Research-based pharmaceutical industry contributes to key global health discussions at 69th World Health Assembly
- New resolutions adopted by the World Health Assembly included rules on relations the World Health Organization can have with the private sector, amongst others; structures for R&D funding and coordination; access to medicines and integrated health services; global sector strategies on HIV, hepatitis and STIs.
- Decisions have been taken also on important public health issues: Anti-microbial Resistance (AMR); the implementation of health-related Sustainable Development Goals (SDGs).
- Numerous satellite events (including two hosted by the IFPMA and several by IFPMA members) enriched the week of deliberations.
Geneva, 6 June 2016 – The 69th World Health Assembly (23-28 May 2016) concluded with 193 countries taking decisions on a number of important issues that will shape the global health agenda and guide the World Health Organization’s (WHO) work in the years to come. As an organization in official relations with the UN, the International Federation of Pharmaceutical Manufacturers and Associations (IFPMA) made three statements at this year’s World Health Assembly.
FENSA – After years of complex negotiations, the World Health Organization’s (WHO) Framework for Engagement with Non-State Actors (FENSA) was adopted. The resolution asks for immediate implementation of the framework and the full establishment of the register of Non State Actors. It provides the organization with policies and procedures on engaging with non-governmental organizations, private sector entities, philanthropic foundations, and academic institutions. IFPMA has official relations with WHO which will help maintain a close working relationship with the organization.
CEWG – The WHO resolution on research and development funding and coordination (Consultative Expert Working Group/CEWG) saw Member States agree to operationalize the Global Observatory on Health R&D, proposing a way forward to a voluntary pool funding mechanism.

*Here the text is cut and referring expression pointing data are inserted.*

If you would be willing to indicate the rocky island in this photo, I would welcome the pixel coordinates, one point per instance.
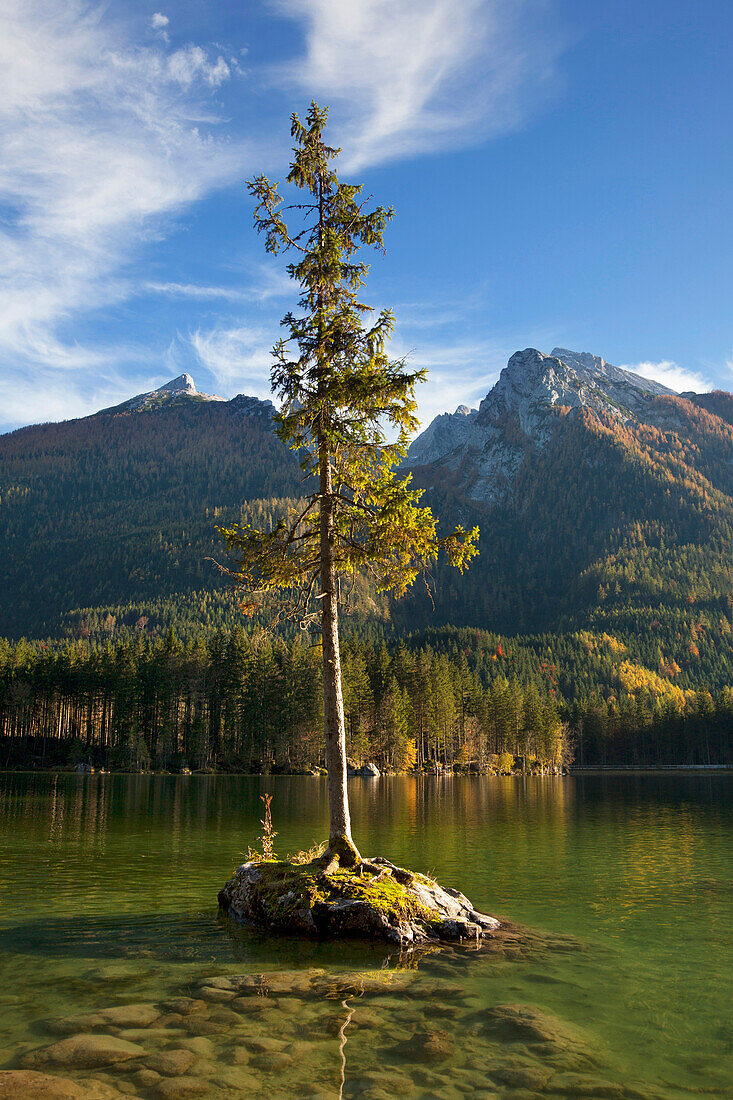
(375, 899)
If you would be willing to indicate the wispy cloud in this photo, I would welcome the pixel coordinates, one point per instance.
(239, 358)
(670, 374)
(264, 283)
(101, 140)
(412, 76)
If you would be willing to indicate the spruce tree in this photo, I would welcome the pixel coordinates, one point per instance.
(341, 398)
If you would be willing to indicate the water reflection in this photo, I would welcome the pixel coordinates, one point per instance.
(108, 888)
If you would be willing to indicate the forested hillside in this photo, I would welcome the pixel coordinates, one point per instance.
(119, 508)
(604, 576)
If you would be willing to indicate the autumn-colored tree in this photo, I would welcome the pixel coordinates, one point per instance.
(340, 396)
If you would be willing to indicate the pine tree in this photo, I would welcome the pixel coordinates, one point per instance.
(340, 395)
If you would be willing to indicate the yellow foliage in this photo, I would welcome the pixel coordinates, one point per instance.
(635, 678)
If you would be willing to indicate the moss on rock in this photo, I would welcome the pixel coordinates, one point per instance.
(374, 899)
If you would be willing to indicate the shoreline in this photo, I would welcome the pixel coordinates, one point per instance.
(446, 773)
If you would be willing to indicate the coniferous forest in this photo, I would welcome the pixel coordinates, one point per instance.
(594, 625)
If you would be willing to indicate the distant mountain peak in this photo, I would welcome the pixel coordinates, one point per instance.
(520, 410)
(173, 391)
(184, 384)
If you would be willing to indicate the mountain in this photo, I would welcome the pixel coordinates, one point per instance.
(181, 388)
(605, 505)
(118, 509)
(490, 444)
(604, 502)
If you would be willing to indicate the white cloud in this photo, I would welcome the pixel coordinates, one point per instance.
(101, 141)
(266, 282)
(417, 75)
(192, 63)
(41, 396)
(670, 374)
(238, 358)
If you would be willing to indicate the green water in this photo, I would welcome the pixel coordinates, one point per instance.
(108, 898)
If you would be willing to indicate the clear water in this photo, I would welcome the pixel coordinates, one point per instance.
(108, 892)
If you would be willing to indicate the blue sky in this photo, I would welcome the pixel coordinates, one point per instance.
(561, 174)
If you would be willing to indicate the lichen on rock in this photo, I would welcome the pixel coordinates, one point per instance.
(373, 900)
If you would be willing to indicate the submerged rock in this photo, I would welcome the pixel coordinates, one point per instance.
(121, 1015)
(375, 900)
(29, 1085)
(84, 1052)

AMR – A report presenting options for establishing a global development and stewardship framework for antimicrobials was noted. Member States highlighted the importance of the “one health” approach to anti-microbial resistance (AMR), strengthening infection prevention and control national strategies, surveillance and laboratory capacities, and the need to regulate the use of antibiotics without hampering access.
The WHA resolutions on global drug shortages and children medicines, as well as HIV, viral hepatitis and STIs are important for improving global health and are of particular relevance to the research-based pharmaceutical industry.
IFPMA also noted important discussions around the prevention and control of non-communicable diseases, ending childhood obesity, the Global Vaccine Action Plan and the WHO Member State Mechanism on spurious, falsely labelled, falsified and counterfeit (SSFFC) medical products. The WHA discussions on the implementation of health-related Sustainable Development Goals (SDGs), with a focus on Universal Health Coverage (UHC) are essential to prepare for the UN General Assembly in September 2016. Finally, decisions on continued strengthening of the International Health Regulations in the post-Ebola outbreak are vital to ensure better preparedness for future health emergencies.
In the fringes of the assembly, IFPMA hosted two events. A reception titled, “Zika & Ebola: How global health threats prompt innovation” hosted by the BBC’s Tulip Mazumdar and a side-event hosted in cooperation with International Pharmaceutical Students’ Federation (IPSF), “Raising awareness of SSFFC medical products: empowering people in the fight against fake medicines.”